Obviously, you’ll see the face of the financials and revenue and margin progression against what we’re – against what we’re saying, but let us take that as a topic for what additional disclosure would make sense going forward.
Rob Mason: That’s helpful. That’s helpful. Just as a follow-up around Transporeon. Obviously, it’s European-centric. How should we think about your ability and maybe pace of the ability to leverage that platform and penetrate other geographies in North America, in particular, I guess? And how would your approach necessarily need to differ if it would to build a network outside of Europe versus what they have done in Europe?
Rob Painter: Sure. So, actually I’ll start in Europe. So, we had prior to the acquisition, we had a relatively small carrier business. So, mobility business for carriers. We will combine that business with Transporeon. That will make sense. One, because Transporeon obviously works with shippers and carriers, we think we can get a stronger European carrier business if those businesses are working together. Within Europe, we have underlying technology that we can replace third parties with Trimble technology and bring a modest amount of cost synergy to the business within Europe. And within Europe, it’s been really interesting to see some of the phone calls that we’ve got, some of which may have been positive surprises from forestry companies saying, Hey, actually, I need help because they’re already working with us in forestry.

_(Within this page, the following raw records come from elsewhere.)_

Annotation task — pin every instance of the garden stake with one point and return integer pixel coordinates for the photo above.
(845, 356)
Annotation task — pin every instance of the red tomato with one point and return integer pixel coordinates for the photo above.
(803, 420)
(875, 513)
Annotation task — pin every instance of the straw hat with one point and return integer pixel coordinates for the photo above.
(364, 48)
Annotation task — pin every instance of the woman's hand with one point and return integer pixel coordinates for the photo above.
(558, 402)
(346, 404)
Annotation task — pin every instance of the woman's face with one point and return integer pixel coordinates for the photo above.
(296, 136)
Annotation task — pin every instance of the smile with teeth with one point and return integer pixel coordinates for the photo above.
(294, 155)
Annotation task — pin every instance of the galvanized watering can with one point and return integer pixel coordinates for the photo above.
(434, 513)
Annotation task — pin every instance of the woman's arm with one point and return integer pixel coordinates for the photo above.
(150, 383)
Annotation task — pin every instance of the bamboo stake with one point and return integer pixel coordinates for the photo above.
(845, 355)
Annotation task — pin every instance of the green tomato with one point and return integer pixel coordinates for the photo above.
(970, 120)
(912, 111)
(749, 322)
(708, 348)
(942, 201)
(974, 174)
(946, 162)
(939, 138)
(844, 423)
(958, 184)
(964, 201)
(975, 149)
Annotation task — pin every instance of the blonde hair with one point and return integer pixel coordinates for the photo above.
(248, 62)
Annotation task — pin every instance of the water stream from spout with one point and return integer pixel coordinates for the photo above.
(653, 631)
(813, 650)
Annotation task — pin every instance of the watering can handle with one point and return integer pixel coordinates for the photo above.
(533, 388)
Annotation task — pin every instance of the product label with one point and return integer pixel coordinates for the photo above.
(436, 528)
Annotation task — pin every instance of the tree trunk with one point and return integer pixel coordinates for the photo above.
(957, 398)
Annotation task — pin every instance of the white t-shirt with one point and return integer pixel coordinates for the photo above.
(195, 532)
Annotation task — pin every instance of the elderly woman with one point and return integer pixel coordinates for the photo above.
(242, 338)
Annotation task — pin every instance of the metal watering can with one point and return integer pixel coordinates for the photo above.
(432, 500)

We need help with the transportation and logistics, how can we connect this with forestry. We’ve heard the same thing with building construction where you’re looking for visibility to understand when that construction supply chain components are going to show up to a job site. So, we’re encouraged that some early inquiry that we’ve received within Europe. Now, let’s go outside of Europe and North America would be the obvious place to go given the centricity of revenue that we already have in North America. And so, the teams are actively working together to bring I’d say, a couple of aspects of Transporeon technology around automated procurement or autonomous procurement into the U.S. market or North American market this year, some of those quick win-type opportunities.
I was in Brazil in January. And what we discovered there is, we have – our Trimble already has a telematics business or mobility business in Brazil, Transporeon has a small operation in Brazil doing freight audit, that becomes something that we can connect together given the geography we’re already in. So, where we’re already in, geographies that’s an easier play to bring capabilities together. I’d say the new, new geography, those tend to be slower and harder and would not, in this environment, be my first priority, where to allocate capital.
Rob Mason: That’s helpful. Appreciate the response. Thank you.
Operator: As there are no further questions, I would like to thank our speakers for today’s presentation, and thank you all for joining us. This now concludes today’s conference. You may now disconnect.